Рэнди неожиданно выскочила из ванной со страдальческим выражением лица. Сейчас она старалась взять себя в руки.
— Я не хочу ругаться с тобой, — сказала она.
— Ха!
— Нет, серьезно. Я полагаю, что ты все еще моя младшая сестра и хочу сказать тебе, что ты идешь по неправильному пути. Тебе нужно завести ребенка и оставить свое писательство. Ты поймешь это, как только завершишь писать…
— Может быть, этого я и боюсь.
— Что ты имеешь в виду?
— Смотри, Рэнди, это может казаться абсурдом кому-нибудь с девятью-десятью детьми, но я не «мисс обладательница детей». Разумеется, я люблю твоих детей, Хлоиных и Лалиных, но я действительно счастлива своей работой. Я не хочу оставлять ее сейчас. Столько лет учиться, сидя за партой, и получить в итоге чистый лист бумаги. Сейчас я могу только писать… И все это бросить… я не хочу ничего менять, Боже мой!
— Как же ты надеешься провести оставшуюся жизнь? Сидеть дома и писать стихи?
— Хорошо, почему бы и нет? Будет лучше, если я заведу детей?

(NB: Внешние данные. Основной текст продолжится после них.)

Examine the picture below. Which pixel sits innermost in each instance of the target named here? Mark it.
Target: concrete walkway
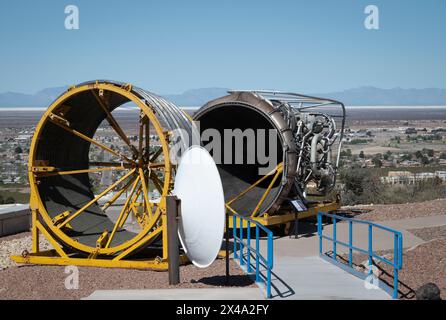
(310, 278)
(298, 272)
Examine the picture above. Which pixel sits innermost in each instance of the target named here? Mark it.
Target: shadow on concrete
(276, 292)
(404, 291)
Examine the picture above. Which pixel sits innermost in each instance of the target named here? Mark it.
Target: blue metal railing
(240, 246)
(397, 245)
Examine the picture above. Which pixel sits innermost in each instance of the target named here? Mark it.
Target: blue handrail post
(319, 230)
(248, 235)
(350, 243)
(370, 249)
(242, 249)
(334, 239)
(396, 262)
(257, 254)
(234, 234)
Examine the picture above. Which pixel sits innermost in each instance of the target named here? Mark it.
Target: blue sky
(311, 46)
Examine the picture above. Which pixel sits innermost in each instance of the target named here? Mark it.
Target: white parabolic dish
(201, 226)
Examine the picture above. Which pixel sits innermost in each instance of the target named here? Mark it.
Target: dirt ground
(48, 282)
(421, 264)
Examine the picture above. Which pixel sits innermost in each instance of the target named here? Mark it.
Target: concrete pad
(179, 294)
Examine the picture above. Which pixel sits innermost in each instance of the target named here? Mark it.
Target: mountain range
(362, 96)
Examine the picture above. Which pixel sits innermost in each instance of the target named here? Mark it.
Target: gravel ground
(15, 245)
(48, 282)
(381, 212)
(428, 234)
(422, 264)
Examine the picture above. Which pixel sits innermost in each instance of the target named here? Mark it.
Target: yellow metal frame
(282, 217)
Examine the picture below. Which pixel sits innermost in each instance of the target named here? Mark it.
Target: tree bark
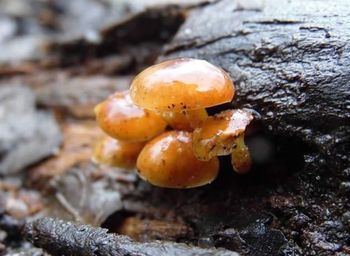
(289, 61)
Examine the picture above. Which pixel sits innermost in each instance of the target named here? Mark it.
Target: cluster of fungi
(161, 125)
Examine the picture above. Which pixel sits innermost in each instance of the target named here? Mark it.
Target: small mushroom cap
(217, 135)
(185, 120)
(115, 153)
(168, 161)
(181, 84)
(121, 119)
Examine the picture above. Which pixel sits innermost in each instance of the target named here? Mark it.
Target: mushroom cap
(121, 119)
(185, 120)
(109, 151)
(168, 161)
(181, 84)
(217, 135)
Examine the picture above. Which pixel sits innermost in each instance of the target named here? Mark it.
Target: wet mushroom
(121, 119)
(185, 120)
(223, 134)
(168, 161)
(181, 89)
(115, 153)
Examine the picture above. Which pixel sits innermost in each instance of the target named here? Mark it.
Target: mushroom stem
(186, 120)
(112, 152)
(240, 156)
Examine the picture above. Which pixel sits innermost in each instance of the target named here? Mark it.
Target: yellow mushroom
(109, 151)
(121, 119)
(185, 120)
(181, 89)
(223, 134)
(168, 161)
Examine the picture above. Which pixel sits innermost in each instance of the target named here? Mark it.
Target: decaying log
(26, 134)
(66, 238)
(289, 60)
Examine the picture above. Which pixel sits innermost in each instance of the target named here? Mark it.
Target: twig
(59, 237)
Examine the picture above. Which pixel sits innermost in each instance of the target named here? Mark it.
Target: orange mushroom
(109, 151)
(185, 120)
(223, 134)
(168, 161)
(122, 120)
(181, 85)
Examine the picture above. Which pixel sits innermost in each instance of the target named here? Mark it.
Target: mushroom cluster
(161, 125)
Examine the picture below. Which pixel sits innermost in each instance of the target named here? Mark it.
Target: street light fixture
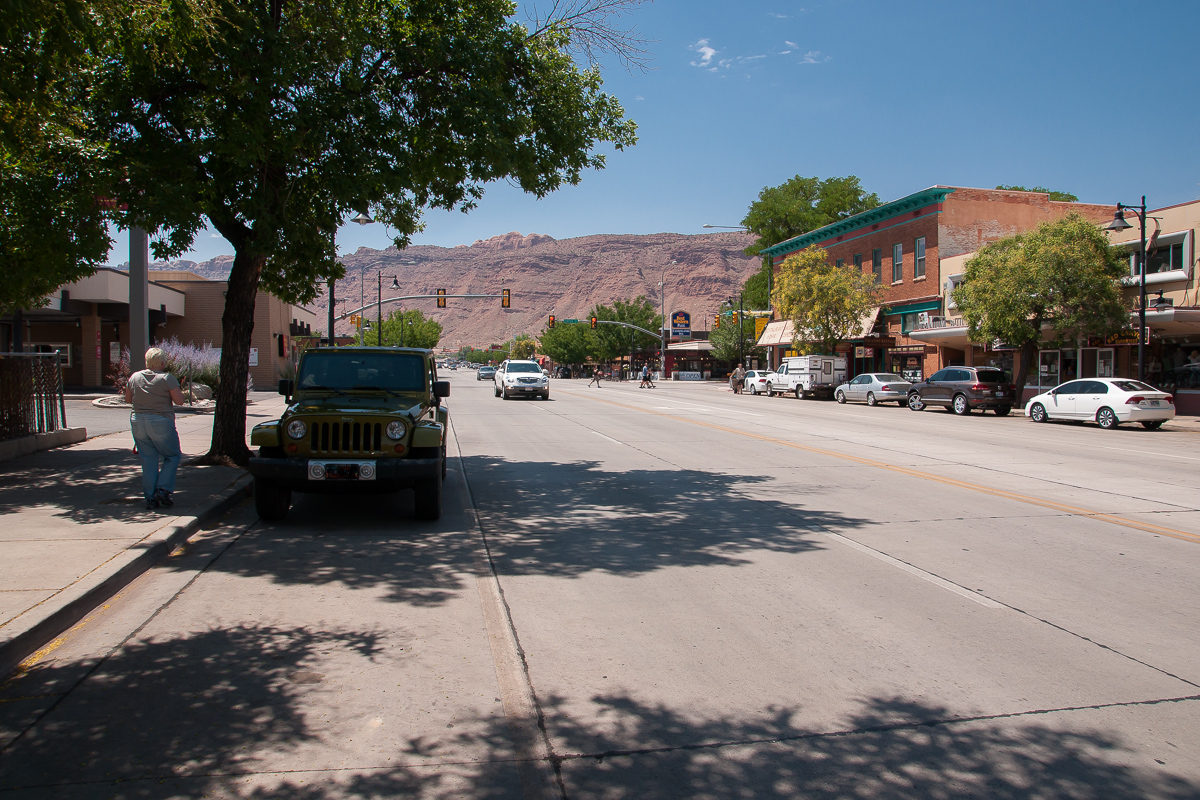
(1119, 224)
(663, 314)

Она смотрела на меня с презрением.
— Ты не знаешь ничего о детях.
— А ты не знаешь ничего о писании стихов.
Я была просто отвратительна со своими детскими ответами. Рэнди всегда относилась ко мне, как к пятилетней.
— Но ты действительно любила бы своих детей, — сказала Рэнди. — Действительно любила бы.
— Ради Бога, ты, вероятно, права. Достаточно. Почему, черт возьми, мы хотим слишком много? И почему я должна так поступать? Почему я должна заставлять себя? Для чего? Для тебя? Для себя? Девятерых детей? Это не по-человечески, и я не хочу детей!
— Неужели тебе не интересно даже попробовать?
— Ну, я думаю… мне много что интересно. Кроме того, у меня есть время…
— Тебе почти тридцать. У тебя нет времени раздумывать.
— О, Боже, — сказала я. — Почему я должна повторять твою жизнь и твои ошибки? Что, я не могу даже сделать своих собственных ошибок?
— Каких ошибок?
— Таких, как выращенные тобою дети, думающие, что они католики, таких, как твоя поганая религия, таких, как…
— Я убью тебя! — прокричала Рэнди, бросаясь ко мне с вытянутыми руками. Я прыгнула в чулан в холле, как много раз делала, будучи ребенком. Так было в те дни, когда Рэнди поколачивала меня. (По крайней мере, если бы я завела ребенка, то я не сделала бы ее ошибки и ограничилась одним. Единственный ребенок вполне способен дать матери ощущение своей необходимости, это было все, чего я хотела от детей.)